Might you want to take advantage of the opportunity? I can think of a few subtle things I might add.
If I think about the people in my life I know well, I can only name one that I would nominate for the constitution writing position.
One solution I’ve heard for this is to use the powerful DWIM machine to construct a second unalterable machine, then delete the first machine. You might call the time between creating the first and second machine the temptation mountain (in a plot where X is time and Y is the maximum power of any individual person). Then you want to minimize the volume of this mountain. It is difficult to shrink the mountain very much though.
Security risks
If you’re 90% through your DWIM AI development and it seems very promising, then you must be very careful with your code and data. If someone else gets your secrets, then they can make it do what they mean, and they might mean for it to do something quite different. You should be careful with your team members too since threats and blackmail and bribes are all quite cheap and effective. (Hard to be careful with them though since they put “on constitution AI team” on their linkedins, their phone numbers are practically public information, and they live in a group house with employees from your competitor.)
If you’re doing open source AI development and start having big successes then you might start looking at the github profiles of your stargazers and wonder what they mean for it to do.
If altLab is also getting close to AGI then you have to figure out whether your stop-clause means you help them or their stop-clause means they help you.
Doing better
Could we come up with a plan so rock solid that we’d be comfortable giving the code, the data, or the team to anyone? Like um how you could give Gandhi to Hitler without stressing.
For lack of a better term[1], let’s call such a system inextricably kind AI. The key innovation required might be a means to strongly couple capabilities and benevolence. This is in contrast to the current regime where we build Do Anything Now then tell it to do good.

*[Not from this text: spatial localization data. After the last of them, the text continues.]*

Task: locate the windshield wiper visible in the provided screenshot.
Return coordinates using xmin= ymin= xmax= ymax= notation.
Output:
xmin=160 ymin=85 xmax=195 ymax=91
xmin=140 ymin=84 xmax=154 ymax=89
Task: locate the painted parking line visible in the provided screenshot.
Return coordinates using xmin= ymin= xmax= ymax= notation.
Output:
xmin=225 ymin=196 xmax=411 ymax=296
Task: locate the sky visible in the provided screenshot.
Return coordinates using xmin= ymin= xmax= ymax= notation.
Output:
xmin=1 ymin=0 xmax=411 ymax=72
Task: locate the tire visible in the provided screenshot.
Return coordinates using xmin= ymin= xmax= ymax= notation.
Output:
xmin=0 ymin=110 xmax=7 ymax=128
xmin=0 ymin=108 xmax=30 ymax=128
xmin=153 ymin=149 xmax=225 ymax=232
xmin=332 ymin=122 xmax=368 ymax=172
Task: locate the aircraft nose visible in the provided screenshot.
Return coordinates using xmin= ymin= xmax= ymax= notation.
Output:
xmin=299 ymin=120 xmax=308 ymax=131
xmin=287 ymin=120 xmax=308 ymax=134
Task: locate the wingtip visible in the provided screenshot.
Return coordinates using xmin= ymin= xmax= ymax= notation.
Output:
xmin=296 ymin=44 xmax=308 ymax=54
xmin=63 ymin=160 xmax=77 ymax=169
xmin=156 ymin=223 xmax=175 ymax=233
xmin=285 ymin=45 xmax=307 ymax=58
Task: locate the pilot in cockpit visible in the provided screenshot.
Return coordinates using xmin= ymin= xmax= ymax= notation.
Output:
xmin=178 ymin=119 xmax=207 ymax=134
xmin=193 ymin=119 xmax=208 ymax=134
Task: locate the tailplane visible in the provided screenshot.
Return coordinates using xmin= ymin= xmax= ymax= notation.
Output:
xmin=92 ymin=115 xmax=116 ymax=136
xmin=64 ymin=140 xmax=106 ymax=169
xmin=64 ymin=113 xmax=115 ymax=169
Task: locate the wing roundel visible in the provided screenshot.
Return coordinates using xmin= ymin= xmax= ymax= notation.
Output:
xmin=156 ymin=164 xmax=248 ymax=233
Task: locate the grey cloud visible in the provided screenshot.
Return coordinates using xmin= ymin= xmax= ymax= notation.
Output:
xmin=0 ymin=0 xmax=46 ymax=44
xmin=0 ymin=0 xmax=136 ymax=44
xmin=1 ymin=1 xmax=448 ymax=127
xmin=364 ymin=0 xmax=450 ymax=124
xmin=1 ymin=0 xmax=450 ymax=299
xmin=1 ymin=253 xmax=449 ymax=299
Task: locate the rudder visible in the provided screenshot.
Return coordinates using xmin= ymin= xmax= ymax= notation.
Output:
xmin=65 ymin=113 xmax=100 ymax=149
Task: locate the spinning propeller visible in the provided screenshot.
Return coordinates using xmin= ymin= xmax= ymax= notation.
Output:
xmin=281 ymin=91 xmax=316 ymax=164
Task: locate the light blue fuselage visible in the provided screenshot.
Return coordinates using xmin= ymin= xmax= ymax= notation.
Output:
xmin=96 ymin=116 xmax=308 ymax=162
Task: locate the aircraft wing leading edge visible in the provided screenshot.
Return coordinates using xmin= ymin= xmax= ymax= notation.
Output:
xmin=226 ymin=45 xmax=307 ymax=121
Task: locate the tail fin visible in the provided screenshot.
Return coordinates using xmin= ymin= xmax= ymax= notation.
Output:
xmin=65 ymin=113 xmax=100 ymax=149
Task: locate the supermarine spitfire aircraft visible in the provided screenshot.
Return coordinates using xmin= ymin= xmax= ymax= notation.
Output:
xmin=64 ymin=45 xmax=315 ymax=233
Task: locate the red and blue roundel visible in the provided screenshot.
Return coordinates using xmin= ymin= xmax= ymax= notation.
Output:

Such an innovation would unblock coordination and ease security burdens, and not require the board of directors & the engineers to be saints. It would also give the open source community something to work on that doesn’t give AI safety folks gray hairs.
To be clear, I don’t have a good idea for how to achieve this. I’m not certain it is even possible.
However, it’s not obviously impossible to me. And I would be much more at ease if all the AI labs were building intrinsically aligned AI instead of something that can be stolen and directed to arbitrary goals.[2]
Let’s at least give it a shot.
I agree that it would be nice to get to a place where it is known (technically) how to make a kind AGI, but nobody knows how to make an unkind AGI. That’s what you’re saying, right? If so, yes that would be nice, but I see it as extraordinarily unlikely. I’m optimistic that there are technical ways to make a kind AGI, but I’m unaware of any remotely plausible approach to doing so that would not be straightforwardly modifiable to turn it into a way to make an unkind AGI.
It is just as ambitious/implausible as you say. I am hoping to get out some rough ideas in my next post anyways.
I don’t see anyway that it is possible to entirely avoid the ‘mountain of temptation’ to get to an inherently kind AI that can’t be altered even by its creators. Maybe there is such a path, if you set up siloed teams of developers each working on separate parts of the system, and set up lots of oversight. I can’t imagine this being anywhere near competitive with a strategy that doesn’t do this.
So, I think that this is a lovely dream which is simply infeasible. I made a prediction market which tries to point out this infeasibility:
I like the way you’ve operationalized the question
I don’t think this is the plan? The hope is that, as capabilities grow, so does alignment, whatever this “alignment” thing is. The reality is different, of course.
Edited post to rename “intrinsically aligned AI” to “intrinsically kind AI” for clarity. As I understand it, the hope is to develop capability techniques and control techniques in parallel. But there’s no major plan I know of to have a process for developing capabilities that are hard-linked to control/kindness/whatever in a way you can’t easily remove. (I have heard an idea or two though and am planning on writing a post about it soon.)
In some sense it already happens. When we train AI on more and more human-generated texts, it, in some sense, gets more capabilities and more alignment.
Yes it does become easier to control and communicate with, but it does not become harder to make it be malicious. I’m not sure that an AI scheme that can’t be trivially turned evil rerverso is possible, but I would like to try to find one.